Optimal experimental designs for (possibly) censored data

Abstract

In quantitative structure-activity relationship (QSAR) studies, a wide range of biological activity may be observed by modifying the lead molecule. Some molecules may be so inactive that measurement of ED 50 (the application rate at which the compound exhibits 50% control of the target organism) is impractical. Therefore, for some compounds, we may know only that the ED 50 is greater than the highest application rate tested, i.e., the biological activity data for some molecules will be censored. Methods for analyzing QSAR data sets containing censored observations have been discussed previously, where it was shown that censored data points provide useful information, although less information than if the data were not censored. The present paper goes beyond data analysis to discuss the effect of possible censoring on optimal experimental designs.
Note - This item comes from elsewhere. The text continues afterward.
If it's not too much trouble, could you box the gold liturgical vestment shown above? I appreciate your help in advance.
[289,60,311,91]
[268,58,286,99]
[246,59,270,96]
Biological test data for a set of molecules is presented (including some censored observations) along with a statistically significant regression equation relating structure and activity. However, the molecules on which the regression analysis was based were not an optimal subset of the molecules to which predictions were required. Therefore, sharper estimates of the regression parameters were needed to make good predictions for the diversity of compounds of interest. Consequently, additional molecules were chosen (for synthesis, testing and incorporation into the data analysis) using the theory of optimal experimental design (D-optimal and related information criteria). The possibility of information loss due to censoring was taken into account for those new molecules for which the uncertainty limits on predictions indicated that a molecule might be too inactive to obtain an actual ED 50. However, simply deleting all potentially inactive molecules from the selection was undesirable because good parameter estimates are favored by having a wide (relative to experimental error) range of activity. Therefore, an optimal balance between possible information loss due to censoring and information gain by having a wide range of activities was desired. The mathematics of this compromise are developed in this paper.